Friday, October 31, 2003
Trackin' My Time...a Review of BOnTime v1.6.1
Posted by Don Tolson in "SOFTWARE" @ 10:02 AM
Tired of filling up your calendar with fake appointments in order to record time you've worked on projects or with clients? BSystems Ltd. has released the latest version of BOnTime, a time tracking/accounting/reporting application which is geared toward those of us chained to the weekly timesheet, and actually makes time recording a lot simpler!
For those of us involved in consulting or other 'contract-based' work, timesheets have always been the bane of our existence. They're required (so we can get paid), but they can be a royal pain -- especially when you're working for multiple clients, on multiple projects and everyone wants details on what you've been doing for whom. Well, BSystems Ltd. has released version 1.6.1 of their BOnTime application which looks like a pretty reasonable time recorder with enough output options to maybe fill in those timesheets for you! :mrgreen:
Over the years of my time with PDAs, I've tried to make the best use of the available tools to keep track of my work so that timesheet day wouldn't be so difficult. For the last year or so, I've been creating appointments in Pocket Outlook to track time spent on projects for each of my clients, then translating those -- day by day -- on Fridays when I need to submit my timesheets. Now, I'm not saying that using Pocket Outlook as a time recorder is necessarily a bad thing. There are a lot of advantages -- including automatic backup to my desktop whenever I synchronize; having a single source of information about what I've done; and integration of documents and contacts with recorded work. The down side is an incredible cluttering of my calendar with stuff that isn't really appointments or meetings, which gets even worse when I'm actually working on multiple clients' projects simultaneously. What I end up doing now is to simply fill in appointments for the day with guesstimates as to the number of hours allocated to each. If it's a really bad week, I sometimes wait until the end of the week and simply share the time between the projects I worked on during the week. I need something easier, so I decided to give BOnTime a try.

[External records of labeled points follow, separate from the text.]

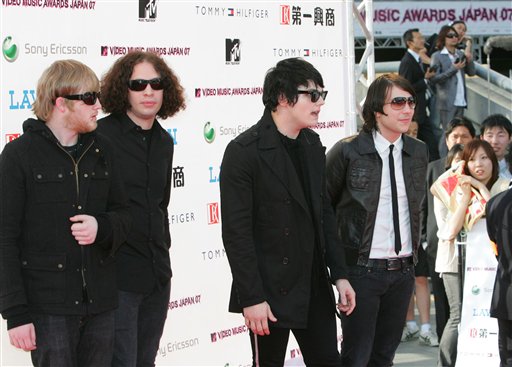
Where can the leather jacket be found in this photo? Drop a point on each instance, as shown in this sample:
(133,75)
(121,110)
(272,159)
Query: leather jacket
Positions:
(354,170)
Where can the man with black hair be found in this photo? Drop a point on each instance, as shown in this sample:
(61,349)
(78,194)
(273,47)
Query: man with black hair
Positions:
(458,131)
(373,177)
(278,226)
(497,130)
(414,67)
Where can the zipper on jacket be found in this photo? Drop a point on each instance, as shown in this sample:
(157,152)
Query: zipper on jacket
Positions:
(82,250)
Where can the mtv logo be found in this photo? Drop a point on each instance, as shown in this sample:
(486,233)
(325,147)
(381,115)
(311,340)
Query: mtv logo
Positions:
(213,213)
(285,15)
(11,137)
(233,50)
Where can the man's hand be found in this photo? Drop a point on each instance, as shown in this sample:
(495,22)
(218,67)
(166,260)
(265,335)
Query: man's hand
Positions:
(347,296)
(23,337)
(84,229)
(257,316)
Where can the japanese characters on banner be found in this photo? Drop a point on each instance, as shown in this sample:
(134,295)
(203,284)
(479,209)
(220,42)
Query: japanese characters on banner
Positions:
(393,18)
(221,52)
(478,334)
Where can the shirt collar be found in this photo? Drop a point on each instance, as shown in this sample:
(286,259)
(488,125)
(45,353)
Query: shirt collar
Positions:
(414,54)
(382,144)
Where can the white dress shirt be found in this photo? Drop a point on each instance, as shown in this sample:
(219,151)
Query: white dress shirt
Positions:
(383,241)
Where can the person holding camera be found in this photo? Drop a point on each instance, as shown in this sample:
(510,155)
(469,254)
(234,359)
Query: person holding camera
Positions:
(452,65)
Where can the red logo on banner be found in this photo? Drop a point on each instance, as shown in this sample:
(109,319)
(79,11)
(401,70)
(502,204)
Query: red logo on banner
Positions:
(11,137)
(285,14)
(213,213)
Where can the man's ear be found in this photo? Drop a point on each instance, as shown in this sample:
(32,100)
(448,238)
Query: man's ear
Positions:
(60,104)
(282,100)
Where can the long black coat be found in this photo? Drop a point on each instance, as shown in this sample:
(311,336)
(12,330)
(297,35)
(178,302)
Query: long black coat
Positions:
(499,228)
(268,229)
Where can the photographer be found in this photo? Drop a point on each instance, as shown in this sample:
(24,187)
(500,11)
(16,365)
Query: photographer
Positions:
(451,65)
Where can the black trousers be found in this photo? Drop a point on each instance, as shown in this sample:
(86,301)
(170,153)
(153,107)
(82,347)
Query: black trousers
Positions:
(318,343)
(440,300)
(505,342)
(372,333)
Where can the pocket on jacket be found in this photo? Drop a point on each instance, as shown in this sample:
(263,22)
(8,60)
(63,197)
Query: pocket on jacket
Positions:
(45,277)
(49,184)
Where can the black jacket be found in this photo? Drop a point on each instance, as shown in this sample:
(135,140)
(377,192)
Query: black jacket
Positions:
(268,228)
(143,262)
(42,267)
(354,170)
(499,228)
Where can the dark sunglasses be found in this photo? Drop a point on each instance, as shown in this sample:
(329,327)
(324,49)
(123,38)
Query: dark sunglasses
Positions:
(398,103)
(89,98)
(138,85)
(314,94)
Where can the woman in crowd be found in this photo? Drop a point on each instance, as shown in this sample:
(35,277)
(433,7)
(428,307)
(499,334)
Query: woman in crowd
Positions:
(480,173)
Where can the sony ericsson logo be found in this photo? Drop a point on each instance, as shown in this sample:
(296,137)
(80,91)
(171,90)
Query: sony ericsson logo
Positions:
(209,132)
(9,49)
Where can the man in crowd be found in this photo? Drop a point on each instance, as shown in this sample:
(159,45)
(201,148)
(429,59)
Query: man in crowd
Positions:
(138,88)
(371,177)
(414,68)
(497,131)
(278,226)
(458,131)
(63,214)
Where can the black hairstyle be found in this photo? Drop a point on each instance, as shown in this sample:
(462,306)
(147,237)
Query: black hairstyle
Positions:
(284,79)
(496,120)
(377,95)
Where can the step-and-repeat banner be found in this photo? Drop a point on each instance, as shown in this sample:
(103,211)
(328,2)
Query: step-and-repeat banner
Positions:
(221,51)
(478,333)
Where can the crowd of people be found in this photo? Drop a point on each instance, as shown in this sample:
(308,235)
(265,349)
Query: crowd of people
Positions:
(85,275)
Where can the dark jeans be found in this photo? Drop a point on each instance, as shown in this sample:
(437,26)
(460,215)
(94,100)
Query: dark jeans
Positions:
(73,341)
(505,342)
(140,320)
(372,333)
(318,343)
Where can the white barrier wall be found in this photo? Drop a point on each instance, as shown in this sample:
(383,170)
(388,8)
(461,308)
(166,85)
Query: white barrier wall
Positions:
(221,52)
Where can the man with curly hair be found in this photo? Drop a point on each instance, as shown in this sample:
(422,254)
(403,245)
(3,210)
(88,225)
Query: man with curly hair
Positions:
(139,87)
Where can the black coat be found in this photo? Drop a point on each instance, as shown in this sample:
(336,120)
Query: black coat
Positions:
(499,228)
(268,228)
(354,171)
(42,267)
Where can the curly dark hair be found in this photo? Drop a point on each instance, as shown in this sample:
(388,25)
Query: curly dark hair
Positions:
(376,97)
(114,85)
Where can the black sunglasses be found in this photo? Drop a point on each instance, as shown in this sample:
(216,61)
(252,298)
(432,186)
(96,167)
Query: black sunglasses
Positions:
(89,98)
(314,94)
(398,103)
(138,85)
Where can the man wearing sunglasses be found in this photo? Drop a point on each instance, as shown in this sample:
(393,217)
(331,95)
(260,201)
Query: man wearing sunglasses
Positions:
(278,227)
(449,82)
(63,214)
(414,67)
(376,182)
(137,89)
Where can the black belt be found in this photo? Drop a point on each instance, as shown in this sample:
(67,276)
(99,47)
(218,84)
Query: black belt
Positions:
(398,263)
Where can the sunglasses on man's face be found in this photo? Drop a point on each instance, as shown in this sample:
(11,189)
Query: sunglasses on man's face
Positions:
(138,85)
(398,103)
(314,94)
(89,98)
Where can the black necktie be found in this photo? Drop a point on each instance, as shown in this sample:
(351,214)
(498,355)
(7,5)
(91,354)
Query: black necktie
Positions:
(394,201)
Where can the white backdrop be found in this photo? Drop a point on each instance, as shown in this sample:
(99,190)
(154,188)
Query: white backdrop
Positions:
(223,99)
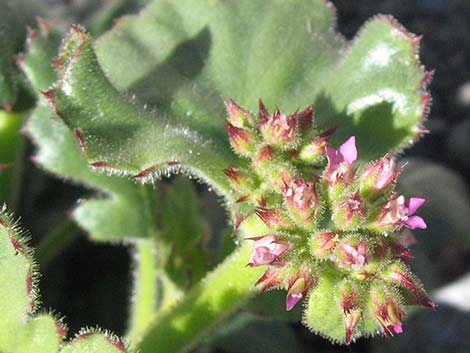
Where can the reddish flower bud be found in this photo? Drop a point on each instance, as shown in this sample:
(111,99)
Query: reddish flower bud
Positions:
(273,277)
(378,177)
(298,289)
(353,255)
(398,212)
(264,155)
(301,200)
(273,218)
(340,162)
(238,116)
(349,213)
(323,244)
(313,151)
(279,129)
(398,274)
(351,319)
(387,311)
(266,250)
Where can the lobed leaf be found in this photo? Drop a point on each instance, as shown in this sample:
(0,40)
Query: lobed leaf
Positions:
(20,330)
(179,58)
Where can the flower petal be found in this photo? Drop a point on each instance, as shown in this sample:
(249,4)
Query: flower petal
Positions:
(349,150)
(292,299)
(414,204)
(416,222)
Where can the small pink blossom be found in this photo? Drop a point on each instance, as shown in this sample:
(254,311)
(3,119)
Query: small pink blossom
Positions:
(266,250)
(399,212)
(340,162)
(351,209)
(379,174)
(389,315)
(353,255)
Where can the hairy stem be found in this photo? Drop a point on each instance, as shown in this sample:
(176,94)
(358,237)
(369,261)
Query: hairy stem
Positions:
(64,234)
(145,288)
(11,155)
(181,326)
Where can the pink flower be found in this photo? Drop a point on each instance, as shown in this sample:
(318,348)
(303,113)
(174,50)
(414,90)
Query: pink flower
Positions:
(353,255)
(273,217)
(399,212)
(388,313)
(266,250)
(340,162)
(377,177)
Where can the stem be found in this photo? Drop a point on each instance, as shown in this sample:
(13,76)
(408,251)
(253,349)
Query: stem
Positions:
(11,152)
(145,288)
(56,241)
(228,287)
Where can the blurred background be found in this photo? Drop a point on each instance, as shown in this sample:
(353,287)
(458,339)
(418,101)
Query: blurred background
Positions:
(88,283)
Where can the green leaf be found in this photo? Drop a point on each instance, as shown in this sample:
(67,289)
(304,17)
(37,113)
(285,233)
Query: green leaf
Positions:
(181,57)
(15,17)
(185,233)
(90,342)
(20,331)
(121,212)
(10,151)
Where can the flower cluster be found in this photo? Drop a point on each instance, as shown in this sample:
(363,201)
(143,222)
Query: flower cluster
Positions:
(328,219)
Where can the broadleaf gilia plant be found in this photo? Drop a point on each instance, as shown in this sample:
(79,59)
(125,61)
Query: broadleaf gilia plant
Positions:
(145,100)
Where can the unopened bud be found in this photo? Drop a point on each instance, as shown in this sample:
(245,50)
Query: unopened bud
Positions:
(323,244)
(302,203)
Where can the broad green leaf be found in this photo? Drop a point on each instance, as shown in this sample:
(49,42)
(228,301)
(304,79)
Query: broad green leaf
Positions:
(20,330)
(122,210)
(179,58)
(15,16)
(19,333)
(10,147)
(186,234)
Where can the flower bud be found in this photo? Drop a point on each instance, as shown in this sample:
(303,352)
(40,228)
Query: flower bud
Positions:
(340,163)
(386,310)
(279,129)
(238,116)
(298,289)
(273,218)
(352,253)
(323,244)
(301,201)
(266,250)
(240,181)
(377,178)
(352,313)
(349,214)
(242,140)
(398,273)
(397,212)
(273,277)
(313,151)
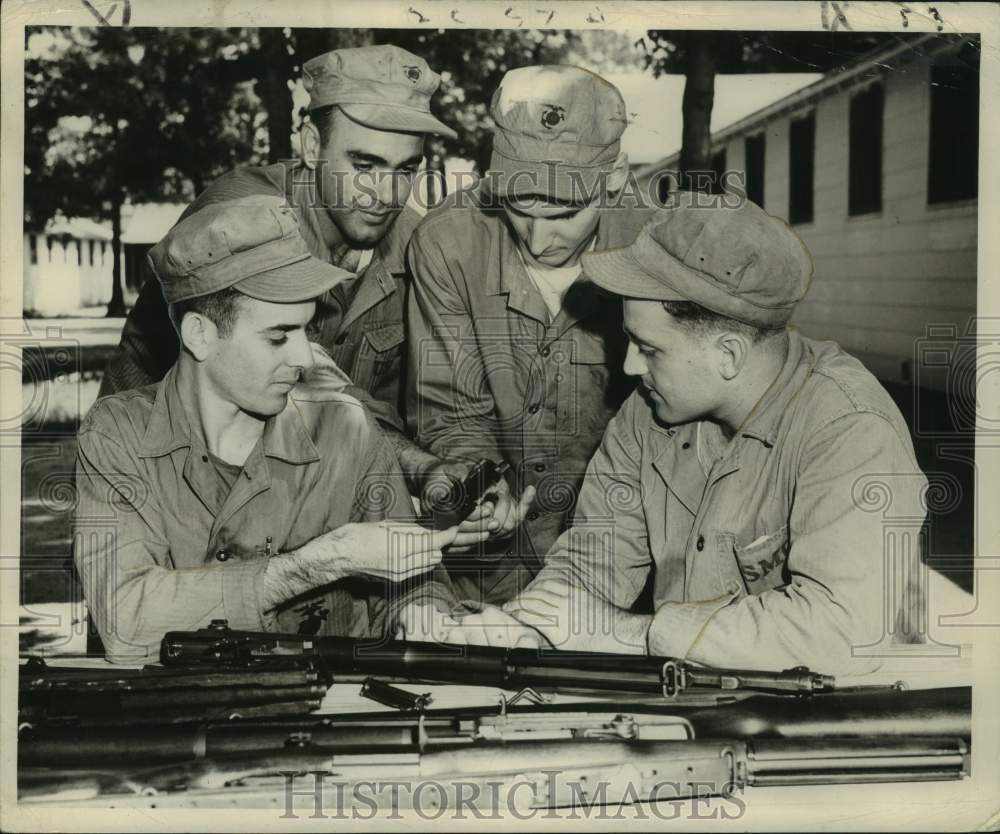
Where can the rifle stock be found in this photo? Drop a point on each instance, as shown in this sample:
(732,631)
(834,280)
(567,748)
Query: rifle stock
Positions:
(220,646)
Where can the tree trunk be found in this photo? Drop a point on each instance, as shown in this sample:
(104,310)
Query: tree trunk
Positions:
(275,94)
(116,306)
(696,107)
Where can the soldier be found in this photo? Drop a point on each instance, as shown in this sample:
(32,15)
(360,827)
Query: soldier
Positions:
(733,479)
(512,356)
(234,489)
(369,114)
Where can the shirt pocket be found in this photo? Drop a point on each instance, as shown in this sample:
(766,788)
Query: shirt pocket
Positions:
(762,561)
(378,350)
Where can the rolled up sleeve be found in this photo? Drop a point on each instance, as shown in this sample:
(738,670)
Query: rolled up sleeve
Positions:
(382,494)
(125,563)
(835,595)
(606,549)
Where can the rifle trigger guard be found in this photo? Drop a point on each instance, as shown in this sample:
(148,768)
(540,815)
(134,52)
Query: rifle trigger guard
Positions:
(527,694)
(673,678)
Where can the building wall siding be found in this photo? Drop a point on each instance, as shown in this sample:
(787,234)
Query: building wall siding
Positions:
(881,279)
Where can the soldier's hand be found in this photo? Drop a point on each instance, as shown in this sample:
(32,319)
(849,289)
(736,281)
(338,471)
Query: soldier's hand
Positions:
(493,627)
(508,513)
(422,621)
(441,488)
(545,605)
(383,549)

When you first start up BOnTime, there is an initial splash screen, then a display of the current client/project/task/job tree structure.
Figure 1: BOntime's main screen
Looks a bit blank, huh? Well, never fear, BOnTime includes a Help file with a pretty thorough description of the functions available, and they're arranged in chapters which follow you through the normal work flow. However, here are some 'quick start' hints. First, it's important to remember that BOnTime uses a Client/Project/Task/Job hierarchy -- which you remember from reading the documentation, right? ;-) So the first step is create a new client. This can be accomplished from either the New menu at the bottom of the screen, or by tapping and holding anywhere within the tree display area. This will bring up a context-sensitive menu of options, including the New menu, from which you select Client.
Once you've created your client(s), you then create projects for each client by highlighting the client in the tree, then selecting New/Project from either the New menu or by tapping and holding within the tree display. Similarly, you'll need to create Tasks for each one of the Projects, since you can only record actual time spent by creating Jobs assigned to a specific Task. This is one of the unfortunate parts of having to use the entire hierarchy -- there's no way to record work at a higher level, such as directly against a Client or a Project. I got around this by creating dummy 'Stuff' tasks for each of my projects where there weren't specific tasks, or where I didn't need to record to that level of detail. Once you've got this structure built, subsequent initiations of BOnTime take you to the Client level depiction of the tree.
Figure 2: Main screen with Clients
Fortunately, BOnTime lets you duplicate the names of Projects, Tasks and Jobs between Clients, so you can have multiple Clients involved in the same Project, and use similar Task names (like 'Stuff') in different Projects. You can also go back and change the names of Clients, Projects or Tasks by selecting them in the tree and tapping Edit/Properties from the menus.